Aradan yıllar geçmesine rağmen hala trenlere taş atılıyorsa, demek ki daha çook işimiz var…

Her şeyden önce bu durumları ‘ayıp’ olarak nitelendiriyorum. Gerçekten bu ayıptan kurtulmamız gerektiği kanaatindeyim.

Bazı yerlerde tren raylarındaki somun ve cıvataların da söküldüğü yolunda haberler yaygın medyada yer aldı. Hatta bu yüzden trenlerin devrildiğine dikkat çekildi. Geçen yıl sanıyorum Kayseri yakınlarında meydana gelen tren kazasının nedeni de raylardan sökülen somunlardı veya basın öyle nitelendirmişti.

Bu haberler sadece bölgemizde bu tür üzücü olayların yaşanmadığının göstergesidir. Zaten Batman’ı örnek verirken, sadece bir kentle medeniyetin yakalanamayacağını tahmin edersiniz.

Gelişmiş, diğer tabirle muasır medeniyet seviyesini yakalamış dünya ülkelerinin hiçbirinde trenlere taş atılmadığını biliyorum…’

Evet, başka yazılarımda Batman, Diyarbakır ve Bismil’de trenlerin geçtiği mahalleler ile köylerde özel bilinçlendirme çalışmaların yapılmasını, bildiri ve broşürlerin dağıtılmasını öneriyordum. İmamların hutbelerde, öğretmenlerin okullarda trenlere taş atılması meselesi ile ilgili olarak bilinçlendirme çalışmaları yapmaları gerektiği konusundaki görüşlerimin hala arkasındayım.

Ayrıca trenlere mobese sistemi kurulması, taş atanların tespiti için çalışmalar ve ailelerine cezai yaptırımlar üzerinde de durmuştum.

Önerilerim dikkate alınsaydı, trenlere taş atılma ayıbı hala yaşanmayacaktı…

TCDD yetkililerinin trenlere taş atılmasını engellemeye yönelik ne gibi tedbirler aldıklarını gerçekten bilmiyorum.

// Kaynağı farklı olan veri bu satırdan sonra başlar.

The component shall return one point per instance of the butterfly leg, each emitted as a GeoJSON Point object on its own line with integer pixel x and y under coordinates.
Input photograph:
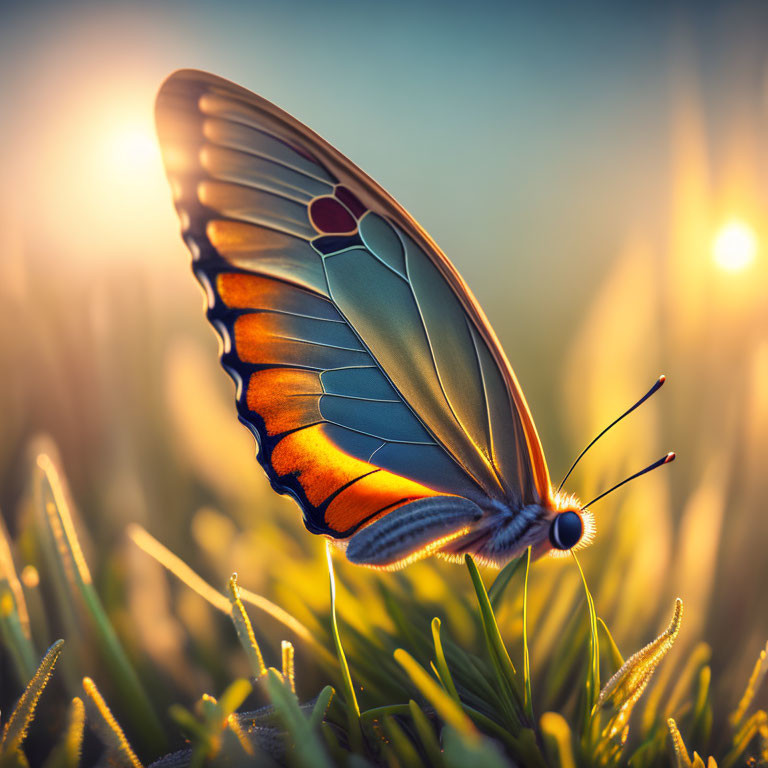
{"type": "Point", "coordinates": [412, 531]}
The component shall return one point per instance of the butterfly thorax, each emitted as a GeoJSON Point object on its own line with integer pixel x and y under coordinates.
{"type": "Point", "coordinates": [554, 526]}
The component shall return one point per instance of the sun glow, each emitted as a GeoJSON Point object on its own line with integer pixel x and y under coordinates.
{"type": "Point", "coordinates": [131, 150]}
{"type": "Point", "coordinates": [734, 247]}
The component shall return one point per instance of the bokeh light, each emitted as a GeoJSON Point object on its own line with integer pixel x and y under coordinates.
{"type": "Point", "coordinates": [735, 246]}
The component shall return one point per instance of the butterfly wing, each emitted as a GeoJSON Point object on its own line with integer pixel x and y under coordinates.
{"type": "Point", "coordinates": [363, 364]}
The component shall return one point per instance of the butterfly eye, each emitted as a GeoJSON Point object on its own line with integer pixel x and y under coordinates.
{"type": "Point", "coordinates": [566, 530]}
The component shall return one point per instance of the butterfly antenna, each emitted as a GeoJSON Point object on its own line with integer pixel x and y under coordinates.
{"type": "Point", "coordinates": [663, 460]}
{"type": "Point", "coordinates": [655, 388]}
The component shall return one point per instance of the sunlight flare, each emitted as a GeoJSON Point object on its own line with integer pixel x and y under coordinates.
{"type": "Point", "coordinates": [735, 246]}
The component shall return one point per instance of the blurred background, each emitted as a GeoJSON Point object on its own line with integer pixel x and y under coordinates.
{"type": "Point", "coordinates": [597, 173]}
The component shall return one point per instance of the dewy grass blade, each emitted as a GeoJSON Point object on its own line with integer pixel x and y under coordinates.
{"type": "Point", "coordinates": [57, 520]}
{"type": "Point", "coordinates": [353, 708]}
{"type": "Point", "coordinates": [526, 657]}
{"type": "Point", "coordinates": [321, 707]}
{"type": "Point", "coordinates": [103, 722]}
{"type": "Point", "coordinates": [16, 727]}
{"type": "Point", "coordinates": [625, 688]}
{"type": "Point", "coordinates": [67, 753]}
{"type": "Point", "coordinates": [244, 630]}
{"type": "Point", "coordinates": [753, 685]}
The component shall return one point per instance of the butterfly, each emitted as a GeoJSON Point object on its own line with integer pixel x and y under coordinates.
{"type": "Point", "coordinates": [379, 395]}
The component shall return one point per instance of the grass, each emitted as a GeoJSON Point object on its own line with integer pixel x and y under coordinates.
{"type": "Point", "coordinates": [399, 689]}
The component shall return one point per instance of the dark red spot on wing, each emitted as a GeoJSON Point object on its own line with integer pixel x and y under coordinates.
{"type": "Point", "coordinates": [330, 216]}
{"type": "Point", "coordinates": [350, 200]}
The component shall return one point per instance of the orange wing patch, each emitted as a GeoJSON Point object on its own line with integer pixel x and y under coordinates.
{"type": "Point", "coordinates": [354, 490]}
{"type": "Point", "coordinates": [285, 398]}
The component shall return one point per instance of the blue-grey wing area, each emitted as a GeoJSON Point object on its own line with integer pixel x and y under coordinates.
{"type": "Point", "coordinates": [363, 366]}
{"type": "Point", "coordinates": [412, 531]}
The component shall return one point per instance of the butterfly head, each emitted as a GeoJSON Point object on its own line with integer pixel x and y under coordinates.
{"type": "Point", "coordinates": [571, 527]}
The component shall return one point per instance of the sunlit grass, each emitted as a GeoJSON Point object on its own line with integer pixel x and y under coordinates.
{"type": "Point", "coordinates": [735, 246]}
{"type": "Point", "coordinates": [410, 694]}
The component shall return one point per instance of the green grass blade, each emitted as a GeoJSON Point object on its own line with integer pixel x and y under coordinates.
{"type": "Point", "coordinates": [426, 735]}
{"type": "Point", "coordinates": [592, 682]}
{"type": "Point", "coordinates": [67, 753]}
{"type": "Point", "coordinates": [234, 695]}
{"type": "Point", "coordinates": [321, 707]}
{"type": "Point", "coordinates": [502, 580]}
{"type": "Point", "coordinates": [15, 640]}
{"type": "Point", "coordinates": [103, 722]}
{"type": "Point", "coordinates": [407, 754]}
{"type": "Point", "coordinates": [307, 749]}
{"type": "Point", "coordinates": [462, 753]}
{"type": "Point", "coordinates": [16, 727]}
{"type": "Point", "coordinates": [606, 640]}
{"type": "Point", "coordinates": [558, 740]}
{"type": "Point", "coordinates": [440, 662]}
{"type": "Point", "coordinates": [353, 708]}
{"type": "Point", "coordinates": [71, 565]}
{"type": "Point", "coordinates": [14, 616]}
{"type": "Point", "coordinates": [528, 702]}
{"type": "Point", "coordinates": [175, 565]}
{"type": "Point", "coordinates": [445, 706]}
{"type": "Point", "coordinates": [379, 713]}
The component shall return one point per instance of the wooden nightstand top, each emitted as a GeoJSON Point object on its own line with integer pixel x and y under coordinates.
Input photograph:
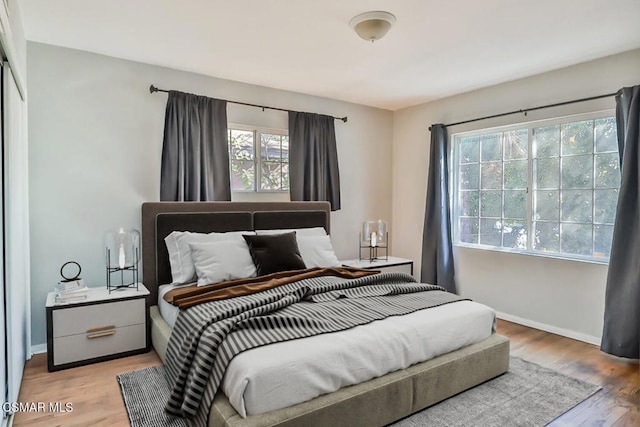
{"type": "Point", "coordinates": [377, 263]}
{"type": "Point", "coordinates": [100, 294]}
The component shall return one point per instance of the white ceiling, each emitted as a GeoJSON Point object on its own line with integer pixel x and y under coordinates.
{"type": "Point", "coordinates": [437, 48]}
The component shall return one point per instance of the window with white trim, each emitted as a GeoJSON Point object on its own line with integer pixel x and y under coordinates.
{"type": "Point", "coordinates": [258, 158]}
{"type": "Point", "coordinates": [547, 187]}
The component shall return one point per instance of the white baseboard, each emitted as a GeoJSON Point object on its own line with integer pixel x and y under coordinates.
{"type": "Point", "coordinates": [39, 348]}
{"type": "Point", "coordinates": [549, 328]}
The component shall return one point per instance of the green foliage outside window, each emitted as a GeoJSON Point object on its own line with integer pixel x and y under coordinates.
{"type": "Point", "coordinates": [569, 206]}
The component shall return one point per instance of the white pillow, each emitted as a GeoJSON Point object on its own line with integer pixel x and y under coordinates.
{"type": "Point", "coordinates": [317, 251]}
{"type": "Point", "coordinates": [312, 231]}
{"type": "Point", "coordinates": [221, 261]}
{"type": "Point", "coordinates": [182, 268]}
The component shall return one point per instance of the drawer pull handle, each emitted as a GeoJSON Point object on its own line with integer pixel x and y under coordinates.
{"type": "Point", "coordinates": [101, 328]}
{"type": "Point", "coordinates": [101, 334]}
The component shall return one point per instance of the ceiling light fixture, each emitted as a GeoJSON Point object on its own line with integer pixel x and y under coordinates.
{"type": "Point", "coordinates": [372, 26]}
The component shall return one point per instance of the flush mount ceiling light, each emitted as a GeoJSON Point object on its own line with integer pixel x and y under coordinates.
{"type": "Point", "coordinates": [372, 26]}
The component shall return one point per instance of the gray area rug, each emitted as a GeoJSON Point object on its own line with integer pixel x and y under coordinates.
{"type": "Point", "coordinates": [527, 395]}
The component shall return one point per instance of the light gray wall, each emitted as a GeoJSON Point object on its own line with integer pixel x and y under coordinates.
{"type": "Point", "coordinates": [557, 295]}
{"type": "Point", "coordinates": [95, 149]}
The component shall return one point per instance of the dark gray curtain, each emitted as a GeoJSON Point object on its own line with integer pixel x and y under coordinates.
{"type": "Point", "coordinates": [437, 253]}
{"type": "Point", "coordinates": [621, 335]}
{"type": "Point", "coordinates": [195, 153]}
{"type": "Point", "coordinates": [313, 159]}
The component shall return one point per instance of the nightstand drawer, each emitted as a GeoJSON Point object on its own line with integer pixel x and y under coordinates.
{"type": "Point", "coordinates": [89, 345]}
{"type": "Point", "coordinates": [79, 320]}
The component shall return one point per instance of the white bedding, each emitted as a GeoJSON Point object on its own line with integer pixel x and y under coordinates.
{"type": "Point", "coordinates": [283, 374]}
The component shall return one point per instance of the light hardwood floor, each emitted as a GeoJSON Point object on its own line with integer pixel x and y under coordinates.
{"type": "Point", "coordinates": [95, 394]}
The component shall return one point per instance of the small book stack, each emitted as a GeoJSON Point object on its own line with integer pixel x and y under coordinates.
{"type": "Point", "coordinates": [71, 291]}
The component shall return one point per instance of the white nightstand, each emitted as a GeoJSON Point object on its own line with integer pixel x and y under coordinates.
{"type": "Point", "coordinates": [401, 265]}
{"type": "Point", "coordinates": [102, 327]}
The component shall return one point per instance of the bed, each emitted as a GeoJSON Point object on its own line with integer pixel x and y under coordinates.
{"type": "Point", "coordinates": [377, 401]}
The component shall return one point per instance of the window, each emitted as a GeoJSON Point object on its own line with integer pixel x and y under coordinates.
{"type": "Point", "coordinates": [546, 187]}
{"type": "Point", "coordinates": [259, 159]}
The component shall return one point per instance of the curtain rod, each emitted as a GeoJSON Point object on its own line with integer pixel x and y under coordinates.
{"type": "Point", "coordinates": [153, 89]}
{"type": "Point", "coordinates": [526, 110]}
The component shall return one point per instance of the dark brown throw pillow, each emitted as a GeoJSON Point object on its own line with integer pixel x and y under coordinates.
{"type": "Point", "coordinates": [274, 252]}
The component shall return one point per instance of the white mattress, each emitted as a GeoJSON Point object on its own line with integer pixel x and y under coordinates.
{"type": "Point", "coordinates": [284, 374]}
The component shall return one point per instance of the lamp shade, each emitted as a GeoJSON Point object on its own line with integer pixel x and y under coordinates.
{"type": "Point", "coordinates": [374, 233]}
{"type": "Point", "coordinates": [122, 247]}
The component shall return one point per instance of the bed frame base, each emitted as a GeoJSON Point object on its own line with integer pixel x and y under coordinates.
{"type": "Point", "coordinates": [376, 402]}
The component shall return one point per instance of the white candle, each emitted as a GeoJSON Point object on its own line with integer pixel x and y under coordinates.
{"type": "Point", "coordinates": [121, 256]}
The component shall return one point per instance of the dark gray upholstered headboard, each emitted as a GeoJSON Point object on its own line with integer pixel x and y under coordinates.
{"type": "Point", "coordinates": [159, 219]}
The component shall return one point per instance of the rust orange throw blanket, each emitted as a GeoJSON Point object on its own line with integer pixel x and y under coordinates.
{"type": "Point", "coordinates": [187, 296]}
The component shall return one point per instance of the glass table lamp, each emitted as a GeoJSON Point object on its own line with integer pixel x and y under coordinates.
{"type": "Point", "coordinates": [374, 235]}
{"type": "Point", "coordinates": [122, 257]}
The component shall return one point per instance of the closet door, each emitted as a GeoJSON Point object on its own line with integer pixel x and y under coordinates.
{"type": "Point", "coordinates": [16, 233]}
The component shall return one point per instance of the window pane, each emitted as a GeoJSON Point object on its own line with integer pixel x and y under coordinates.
{"type": "Point", "coordinates": [547, 205]}
{"type": "Point", "coordinates": [516, 144]}
{"type": "Point", "coordinates": [576, 179]}
{"type": "Point", "coordinates": [606, 135]}
{"type": "Point", "coordinates": [469, 177]}
{"type": "Point", "coordinates": [468, 203]}
{"type": "Point", "coordinates": [547, 141]}
{"type": "Point", "coordinates": [576, 239]}
{"type": "Point", "coordinates": [547, 173]}
{"type": "Point", "coordinates": [241, 158]}
{"type": "Point", "coordinates": [270, 147]}
{"type": "Point", "coordinates": [605, 206]}
{"type": "Point", "coordinates": [491, 175]}
{"type": "Point", "coordinates": [469, 149]}
{"type": "Point", "coordinates": [577, 172]}
{"type": "Point", "coordinates": [608, 170]}
{"type": "Point", "coordinates": [242, 175]}
{"type": "Point", "coordinates": [271, 178]}
{"type": "Point", "coordinates": [491, 232]}
{"type": "Point", "coordinates": [577, 137]}
{"type": "Point", "coordinates": [547, 236]}
{"type": "Point", "coordinates": [491, 202]}
{"type": "Point", "coordinates": [576, 205]}
{"type": "Point", "coordinates": [469, 230]}
{"type": "Point", "coordinates": [491, 147]}
{"type": "Point", "coordinates": [515, 204]}
{"type": "Point", "coordinates": [285, 150]}
{"type": "Point", "coordinates": [514, 235]}
{"type": "Point", "coordinates": [515, 174]}
{"type": "Point", "coordinates": [603, 234]}
{"type": "Point", "coordinates": [285, 176]}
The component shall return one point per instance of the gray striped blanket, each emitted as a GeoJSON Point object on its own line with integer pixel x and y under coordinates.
{"type": "Point", "coordinates": [206, 337]}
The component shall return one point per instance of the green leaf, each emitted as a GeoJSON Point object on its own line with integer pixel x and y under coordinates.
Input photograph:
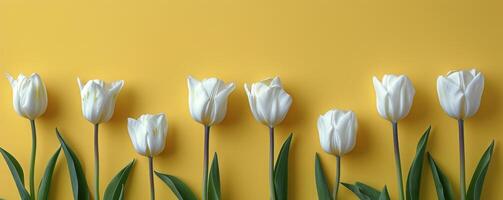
{"type": "Point", "coordinates": [414, 177]}
{"type": "Point", "coordinates": [356, 190]}
{"type": "Point", "coordinates": [384, 194]}
{"type": "Point", "coordinates": [281, 171]}
{"type": "Point", "coordinates": [117, 184]}
{"type": "Point", "coordinates": [45, 183]}
{"type": "Point", "coordinates": [321, 182]}
{"type": "Point", "coordinates": [181, 191]}
{"type": "Point", "coordinates": [368, 191]}
{"type": "Point", "coordinates": [17, 173]}
{"type": "Point", "coordinates": [77, 176]}
{"type": "Point", "coordinates": [477, 182]}
{"type": "Point", "coordinates": [442, 184]}
{"type": "Point", "coordinates": [214, 180]}
{"type": "Point", "coordinates": [123, 190]}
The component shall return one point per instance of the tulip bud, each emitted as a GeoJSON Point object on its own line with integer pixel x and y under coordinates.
{"type": "Point", "coordinates": [208, 99]}
{"type": "Point", "coordinates": [459, 93]}
{"type": "Point", "coordinates": [29, 95]}
{"type": "Point", "coordinates": [98, 99]}
{"type": "Point", "coordinates": [148, 134]}
{"type": "Point", "coordinates": [269, 102]}
{"type": "Point", "coordinates": [394, 96]}
{"type": "Point", "coordinates": [337, 130]}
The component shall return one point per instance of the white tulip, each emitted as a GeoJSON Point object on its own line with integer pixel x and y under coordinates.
{"type": "Point", "coordinates": [148, 133]}
{"type": "Point", "coordinates": [29, 95]}
{"type": "Point", "coordinates": [98, 99]}
{"type": "Point", "coordinates": [337, 131]}
{"type": "Point", "coordinates": [394, 96]}
{"type": "Point", "coordinates": [460, 92]}
{"type": "Point", "coordinates": [269, 102]}
{"type": "Point", "coordinates": [208, 99]}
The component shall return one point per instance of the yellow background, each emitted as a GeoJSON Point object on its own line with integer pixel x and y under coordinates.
{"type": "Point", "coordinates": [325, 51]}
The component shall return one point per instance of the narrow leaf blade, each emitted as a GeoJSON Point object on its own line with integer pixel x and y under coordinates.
{"type": "Point", "coordinates": [356, 190]}
{"type": "Point", "coordinates": [384, 194]}
{"type": "Point", "coordinates": [181, 191]}
{"type": "Point", "coordinates": [117, 184]}
{"type": "Point", "coordinates": [281, 171]}
{"type": "Point", "coordinates": [442, 184]}
{"type": "Point", "coordinates": [17, 173]}
{"type": "Point", "coordinates": [77, 177]}
{"type": "Point", "coordinates": [475, 189]}
{"type": "Point", "coordinates": [321, 182]}
{"type": "Point", "coordinates": [416, 169]}
{"type": "Point", "coordinates": [214, 180]}
{"type": "Point", "coordinates": [45, 183]}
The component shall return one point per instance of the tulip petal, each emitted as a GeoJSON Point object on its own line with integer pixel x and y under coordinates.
{"type": "Point", "coordinates": [473, 94]}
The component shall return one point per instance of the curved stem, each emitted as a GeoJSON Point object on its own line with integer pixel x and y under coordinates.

Ancak bir basın mensubu olarak aldıkları herhangi bir tedbir konusunda bilgi sahibi olmadığımı belirteyim.

Bu ilkelliğe artık son verilmelidir…

O trenlerde seyahat edenler uzaylılar değil, bizleriz, toplumumuzun fertleridirler. Artık bu utanç verici, ilkel dürtülere son verilmelidir. Güvenle seyahat edebilmemiz için gerekli etkin tedbirlerin alınması dileğimle.